Mahkemece, hüküm altına alınan tazminata, dava tarihinden itibaren faize hükmedildiği anlaşılmakla davalı vekilinin faiz başlangıcına yönelik itirazı yersiz görülmüştür.
Açıklanan nedenlerle, mahkemenin vakıa ve hukuki değerlendirmesinin usul ve esas yönünden yasaya ve Yargıtay uygulamalarına uygun olması nedeniyle davalı vekilinin istinaf başvurusunun HMK.nın 353/1.b.1.maddesi gereğince esastan reddine karar vermek gerekmiştir.

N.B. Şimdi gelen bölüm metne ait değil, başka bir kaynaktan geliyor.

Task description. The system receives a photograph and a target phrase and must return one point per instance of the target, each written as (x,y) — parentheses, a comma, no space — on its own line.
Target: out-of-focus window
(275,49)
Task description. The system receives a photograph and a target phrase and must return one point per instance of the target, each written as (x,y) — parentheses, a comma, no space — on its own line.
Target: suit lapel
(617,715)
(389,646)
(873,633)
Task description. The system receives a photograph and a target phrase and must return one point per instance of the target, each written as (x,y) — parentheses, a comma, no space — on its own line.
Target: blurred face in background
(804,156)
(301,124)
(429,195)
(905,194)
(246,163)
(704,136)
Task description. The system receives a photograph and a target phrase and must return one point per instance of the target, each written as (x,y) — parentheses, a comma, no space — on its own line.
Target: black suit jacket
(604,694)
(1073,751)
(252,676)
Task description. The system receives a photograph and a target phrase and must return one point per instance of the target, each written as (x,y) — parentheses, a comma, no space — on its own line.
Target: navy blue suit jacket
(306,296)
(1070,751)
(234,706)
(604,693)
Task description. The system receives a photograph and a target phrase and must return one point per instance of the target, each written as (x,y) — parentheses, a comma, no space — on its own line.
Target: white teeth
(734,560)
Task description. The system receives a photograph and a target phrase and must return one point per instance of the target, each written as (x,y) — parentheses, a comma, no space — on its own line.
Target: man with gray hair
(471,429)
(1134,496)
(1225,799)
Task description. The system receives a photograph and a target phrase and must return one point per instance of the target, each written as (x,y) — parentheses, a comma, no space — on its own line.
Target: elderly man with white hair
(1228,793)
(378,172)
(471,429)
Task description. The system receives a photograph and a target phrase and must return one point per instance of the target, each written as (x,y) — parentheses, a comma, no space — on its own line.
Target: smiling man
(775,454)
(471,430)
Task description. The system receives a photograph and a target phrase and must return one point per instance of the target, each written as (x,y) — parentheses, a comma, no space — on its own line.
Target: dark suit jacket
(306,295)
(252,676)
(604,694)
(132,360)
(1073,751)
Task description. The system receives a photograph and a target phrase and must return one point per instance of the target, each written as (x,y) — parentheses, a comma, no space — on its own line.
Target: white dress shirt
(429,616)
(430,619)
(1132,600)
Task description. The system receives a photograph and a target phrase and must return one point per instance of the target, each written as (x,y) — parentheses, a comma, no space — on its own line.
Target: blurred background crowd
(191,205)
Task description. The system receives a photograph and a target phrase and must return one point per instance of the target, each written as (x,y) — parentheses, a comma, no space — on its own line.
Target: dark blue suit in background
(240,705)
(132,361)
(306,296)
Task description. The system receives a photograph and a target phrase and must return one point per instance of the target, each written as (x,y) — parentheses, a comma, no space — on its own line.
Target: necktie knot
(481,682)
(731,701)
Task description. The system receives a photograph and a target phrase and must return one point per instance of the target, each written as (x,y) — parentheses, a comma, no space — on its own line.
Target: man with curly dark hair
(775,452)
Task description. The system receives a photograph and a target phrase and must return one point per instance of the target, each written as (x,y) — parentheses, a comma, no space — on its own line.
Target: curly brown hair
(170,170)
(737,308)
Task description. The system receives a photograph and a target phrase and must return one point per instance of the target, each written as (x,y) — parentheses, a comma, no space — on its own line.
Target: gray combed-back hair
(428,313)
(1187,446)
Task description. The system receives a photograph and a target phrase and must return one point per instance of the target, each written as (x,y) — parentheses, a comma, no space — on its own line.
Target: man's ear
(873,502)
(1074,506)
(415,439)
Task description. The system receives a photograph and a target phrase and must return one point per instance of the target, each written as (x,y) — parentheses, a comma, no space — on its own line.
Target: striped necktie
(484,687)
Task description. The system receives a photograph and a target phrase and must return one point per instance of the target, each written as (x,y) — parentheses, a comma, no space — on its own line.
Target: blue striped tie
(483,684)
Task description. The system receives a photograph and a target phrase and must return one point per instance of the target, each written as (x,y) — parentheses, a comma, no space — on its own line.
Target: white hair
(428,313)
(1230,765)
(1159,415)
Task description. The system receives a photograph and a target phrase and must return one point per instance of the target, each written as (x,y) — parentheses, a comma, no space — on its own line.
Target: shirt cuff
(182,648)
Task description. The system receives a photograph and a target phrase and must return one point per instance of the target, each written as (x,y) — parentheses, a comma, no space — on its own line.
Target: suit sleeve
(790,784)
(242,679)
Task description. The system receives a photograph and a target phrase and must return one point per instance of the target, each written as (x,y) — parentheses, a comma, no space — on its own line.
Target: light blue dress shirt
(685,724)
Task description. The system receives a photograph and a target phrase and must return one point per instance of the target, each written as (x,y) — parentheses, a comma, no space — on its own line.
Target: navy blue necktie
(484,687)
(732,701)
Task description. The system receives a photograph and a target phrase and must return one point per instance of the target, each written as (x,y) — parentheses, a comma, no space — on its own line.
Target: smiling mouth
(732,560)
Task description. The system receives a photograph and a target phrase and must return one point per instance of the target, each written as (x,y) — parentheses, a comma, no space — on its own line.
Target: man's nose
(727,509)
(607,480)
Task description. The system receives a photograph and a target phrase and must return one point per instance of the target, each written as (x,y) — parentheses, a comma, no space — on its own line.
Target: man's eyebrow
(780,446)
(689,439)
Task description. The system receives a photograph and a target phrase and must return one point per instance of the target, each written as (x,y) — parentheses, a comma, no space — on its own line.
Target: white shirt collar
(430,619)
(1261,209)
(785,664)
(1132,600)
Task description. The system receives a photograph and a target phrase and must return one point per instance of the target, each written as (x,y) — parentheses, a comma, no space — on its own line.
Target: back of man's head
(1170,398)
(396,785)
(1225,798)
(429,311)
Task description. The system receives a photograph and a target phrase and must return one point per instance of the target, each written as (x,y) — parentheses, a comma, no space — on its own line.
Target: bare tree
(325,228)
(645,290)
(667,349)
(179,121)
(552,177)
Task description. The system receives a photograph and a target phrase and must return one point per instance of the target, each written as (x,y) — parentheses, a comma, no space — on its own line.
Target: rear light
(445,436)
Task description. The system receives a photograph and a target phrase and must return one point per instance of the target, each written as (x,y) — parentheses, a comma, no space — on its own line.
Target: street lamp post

HÜKÜM : Yukarıda açıklanan nedenlerle;
1-Davalı vekilinin İstinaf başvurusunun Hukuk Muhakemeleri Kanunun 353/1.b.1 maddesi gereğince ESASTAN REDDİNE,
2-Harçlar Kanunu gereğince alınması gereken 7.188.65-TL. istinaf karar ve ilam harcından peşin alınan 1.798,00-TL.’nin mahsubu ile kalan 5.390,65-TL. harcın davalıdan tahsili ile hazineye gelir olarak kaydedilmesine,
3-Başvuran tarafça yapılan istinaf yargılama giderlerinin üzerinde bırakılmasına,
4-Taraflarca yatırılan delil ve gider avansından kullanılmayan kısmın HMK’nun 333.maddesi uyarınca karar kesinleştiğinde yatırana iadesine,
5-Karar tebliği, harç mahsup, iade ve tahsil işlemlerinin ilk derece mahkemesince yerine geti-rilmesine,
Dosya üzerinden yapılan inceleme sonunda HMK.nın 362/1.a maddesi gereğince miktar itibariyle KESİN olmak üzere 14/09/2023 tarihinde oy birliği ile karar verildi.

Başkan
Üye
Üye
Katip

* Bu belge, 5070 sayılı Kanun hükümleri gereğince elektronik imza ile imzalanmıştır.